– Здравствуйте, мистер Лэм, – сказала она. – Я Амелия Джаспер.
– Миссис Джаспер, – сказал я, поклонившись, – рад познакомиться с вами. И простите за вторжение в столь ранний час, да еще в воскресенье. Но, видите ли, это единственный день, когда я могу собрать материал для работы, которую я в настоящее время выполняю.
– А что это за работа, можно узнать?
– Я независимый журналист, – сказал я.
Она продолжала машинально улыбаться, но в глазах ее появилась настороженность.
– Журналист? – переспросила она холодно.
Я сказал с чувством:
– Видите ли, я пишу статьи о деятельности страховых компаний, особенно о страховании от несчастных случаев.

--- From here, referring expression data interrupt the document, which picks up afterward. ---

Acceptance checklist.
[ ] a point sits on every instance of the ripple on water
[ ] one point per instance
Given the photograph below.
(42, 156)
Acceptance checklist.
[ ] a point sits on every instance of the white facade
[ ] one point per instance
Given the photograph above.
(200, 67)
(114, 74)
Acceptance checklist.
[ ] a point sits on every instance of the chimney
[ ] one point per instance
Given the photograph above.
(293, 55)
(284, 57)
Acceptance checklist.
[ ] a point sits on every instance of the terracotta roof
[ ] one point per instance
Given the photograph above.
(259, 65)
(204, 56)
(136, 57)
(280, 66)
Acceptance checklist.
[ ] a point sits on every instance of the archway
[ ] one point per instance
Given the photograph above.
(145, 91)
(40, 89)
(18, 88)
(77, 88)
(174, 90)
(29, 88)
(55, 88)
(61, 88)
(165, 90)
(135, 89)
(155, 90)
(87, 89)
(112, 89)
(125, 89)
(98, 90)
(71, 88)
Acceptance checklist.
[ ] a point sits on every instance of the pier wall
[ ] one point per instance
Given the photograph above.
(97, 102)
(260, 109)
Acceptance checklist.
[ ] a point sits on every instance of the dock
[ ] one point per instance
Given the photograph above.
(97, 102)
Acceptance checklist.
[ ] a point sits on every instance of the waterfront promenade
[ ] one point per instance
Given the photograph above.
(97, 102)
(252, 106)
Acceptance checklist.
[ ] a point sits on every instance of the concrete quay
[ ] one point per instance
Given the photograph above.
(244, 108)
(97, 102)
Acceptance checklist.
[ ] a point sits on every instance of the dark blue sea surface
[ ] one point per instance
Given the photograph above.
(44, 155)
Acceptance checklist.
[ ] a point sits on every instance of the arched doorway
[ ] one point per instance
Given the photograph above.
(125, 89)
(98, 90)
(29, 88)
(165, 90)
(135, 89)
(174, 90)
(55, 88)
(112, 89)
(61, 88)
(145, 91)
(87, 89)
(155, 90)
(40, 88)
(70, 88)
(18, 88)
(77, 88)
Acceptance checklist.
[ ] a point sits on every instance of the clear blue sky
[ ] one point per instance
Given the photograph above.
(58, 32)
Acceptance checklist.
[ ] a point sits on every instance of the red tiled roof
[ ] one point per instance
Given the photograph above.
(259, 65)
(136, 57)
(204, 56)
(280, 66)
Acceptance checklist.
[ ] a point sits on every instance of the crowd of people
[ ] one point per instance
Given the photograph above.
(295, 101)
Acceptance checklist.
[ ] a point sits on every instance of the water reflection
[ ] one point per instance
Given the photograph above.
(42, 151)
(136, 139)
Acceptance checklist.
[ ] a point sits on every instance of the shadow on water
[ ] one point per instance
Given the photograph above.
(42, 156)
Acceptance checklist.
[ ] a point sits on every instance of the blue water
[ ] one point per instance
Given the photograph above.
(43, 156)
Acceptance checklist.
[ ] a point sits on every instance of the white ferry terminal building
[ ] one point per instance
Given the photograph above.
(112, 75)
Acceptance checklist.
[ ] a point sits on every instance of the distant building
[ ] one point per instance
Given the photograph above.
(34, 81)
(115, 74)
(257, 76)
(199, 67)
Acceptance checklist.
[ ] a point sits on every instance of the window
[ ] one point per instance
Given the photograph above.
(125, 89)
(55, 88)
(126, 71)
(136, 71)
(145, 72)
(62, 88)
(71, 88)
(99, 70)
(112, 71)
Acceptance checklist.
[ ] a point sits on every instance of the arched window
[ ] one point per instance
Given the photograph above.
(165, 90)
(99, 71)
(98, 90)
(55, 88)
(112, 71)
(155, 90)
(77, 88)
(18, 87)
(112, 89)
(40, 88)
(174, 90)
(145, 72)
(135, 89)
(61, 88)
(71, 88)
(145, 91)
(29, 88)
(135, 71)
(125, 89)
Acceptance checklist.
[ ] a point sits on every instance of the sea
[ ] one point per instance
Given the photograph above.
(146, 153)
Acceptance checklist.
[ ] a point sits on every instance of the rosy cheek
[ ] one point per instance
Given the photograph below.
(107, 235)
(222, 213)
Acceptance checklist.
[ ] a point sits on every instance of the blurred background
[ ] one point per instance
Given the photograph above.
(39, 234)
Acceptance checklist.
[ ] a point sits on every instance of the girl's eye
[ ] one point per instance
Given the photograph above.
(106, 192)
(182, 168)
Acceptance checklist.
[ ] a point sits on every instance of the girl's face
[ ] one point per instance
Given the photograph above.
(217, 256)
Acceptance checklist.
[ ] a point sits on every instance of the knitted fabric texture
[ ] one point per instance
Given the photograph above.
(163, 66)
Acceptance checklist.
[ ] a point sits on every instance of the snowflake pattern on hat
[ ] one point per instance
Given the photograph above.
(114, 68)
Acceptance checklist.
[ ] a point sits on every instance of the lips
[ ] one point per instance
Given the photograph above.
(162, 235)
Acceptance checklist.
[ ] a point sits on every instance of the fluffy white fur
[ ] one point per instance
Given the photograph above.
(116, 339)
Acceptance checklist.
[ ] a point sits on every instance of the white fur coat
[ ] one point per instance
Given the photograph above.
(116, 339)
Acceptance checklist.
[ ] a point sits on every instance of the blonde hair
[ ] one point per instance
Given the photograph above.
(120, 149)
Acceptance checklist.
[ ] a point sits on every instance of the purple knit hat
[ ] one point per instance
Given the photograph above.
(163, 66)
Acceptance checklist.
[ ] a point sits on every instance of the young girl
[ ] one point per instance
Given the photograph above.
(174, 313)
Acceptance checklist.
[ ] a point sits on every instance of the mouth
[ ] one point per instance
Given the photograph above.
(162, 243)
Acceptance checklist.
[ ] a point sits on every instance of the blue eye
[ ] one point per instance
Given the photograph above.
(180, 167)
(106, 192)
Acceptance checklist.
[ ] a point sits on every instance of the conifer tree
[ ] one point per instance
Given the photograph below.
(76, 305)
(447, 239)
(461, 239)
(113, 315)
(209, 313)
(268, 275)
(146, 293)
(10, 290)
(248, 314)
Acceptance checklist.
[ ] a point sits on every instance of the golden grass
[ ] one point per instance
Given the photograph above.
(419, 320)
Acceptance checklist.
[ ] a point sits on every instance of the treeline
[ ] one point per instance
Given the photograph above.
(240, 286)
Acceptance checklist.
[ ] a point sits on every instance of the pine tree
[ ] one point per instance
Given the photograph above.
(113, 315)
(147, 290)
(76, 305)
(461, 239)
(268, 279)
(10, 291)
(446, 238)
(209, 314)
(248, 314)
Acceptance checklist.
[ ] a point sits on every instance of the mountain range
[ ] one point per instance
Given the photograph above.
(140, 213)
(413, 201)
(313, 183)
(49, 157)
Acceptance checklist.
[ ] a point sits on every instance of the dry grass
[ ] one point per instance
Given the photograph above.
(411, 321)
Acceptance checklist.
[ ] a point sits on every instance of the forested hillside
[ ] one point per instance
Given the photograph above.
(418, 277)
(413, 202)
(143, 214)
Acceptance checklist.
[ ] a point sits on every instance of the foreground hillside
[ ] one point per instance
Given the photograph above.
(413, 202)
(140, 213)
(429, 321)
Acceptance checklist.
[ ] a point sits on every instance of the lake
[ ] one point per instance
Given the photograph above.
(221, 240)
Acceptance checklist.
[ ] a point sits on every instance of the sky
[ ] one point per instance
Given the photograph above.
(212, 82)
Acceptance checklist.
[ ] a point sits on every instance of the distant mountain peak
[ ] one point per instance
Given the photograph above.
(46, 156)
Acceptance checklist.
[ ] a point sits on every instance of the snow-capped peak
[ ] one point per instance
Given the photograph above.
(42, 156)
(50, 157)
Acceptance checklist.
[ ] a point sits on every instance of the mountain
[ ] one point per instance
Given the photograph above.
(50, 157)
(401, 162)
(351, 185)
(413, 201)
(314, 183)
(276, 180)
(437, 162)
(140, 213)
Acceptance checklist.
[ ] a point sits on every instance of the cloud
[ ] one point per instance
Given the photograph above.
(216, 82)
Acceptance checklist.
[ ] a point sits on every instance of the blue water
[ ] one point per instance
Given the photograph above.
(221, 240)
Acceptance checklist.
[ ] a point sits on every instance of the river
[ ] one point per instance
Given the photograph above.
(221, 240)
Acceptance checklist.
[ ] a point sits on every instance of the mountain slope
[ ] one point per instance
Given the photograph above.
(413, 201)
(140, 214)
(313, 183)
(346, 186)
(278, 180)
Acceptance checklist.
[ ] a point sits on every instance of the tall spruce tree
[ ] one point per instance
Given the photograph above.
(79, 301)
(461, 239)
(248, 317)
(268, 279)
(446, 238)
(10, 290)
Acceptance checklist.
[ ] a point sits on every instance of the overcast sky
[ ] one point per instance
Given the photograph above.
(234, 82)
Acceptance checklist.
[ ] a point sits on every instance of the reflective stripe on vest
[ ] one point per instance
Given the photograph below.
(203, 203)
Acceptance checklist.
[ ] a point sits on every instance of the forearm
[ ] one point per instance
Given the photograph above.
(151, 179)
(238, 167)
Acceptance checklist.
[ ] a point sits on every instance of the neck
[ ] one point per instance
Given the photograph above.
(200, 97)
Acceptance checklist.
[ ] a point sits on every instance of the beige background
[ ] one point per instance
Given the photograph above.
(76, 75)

Особую критику вызывает поощрение страховой премией за дачу ложных показаний под присягой при расследовании автомобильных аварий. Бывают случаи, когда с одной стороны есть хотя и единственный, но достойный уважения и доверия свидетель, с другой – несколько свидетелей, но откровенно лгущих по поводу случившегося. В таких случаях компания, как правило, не утруждает себя расследованиями и...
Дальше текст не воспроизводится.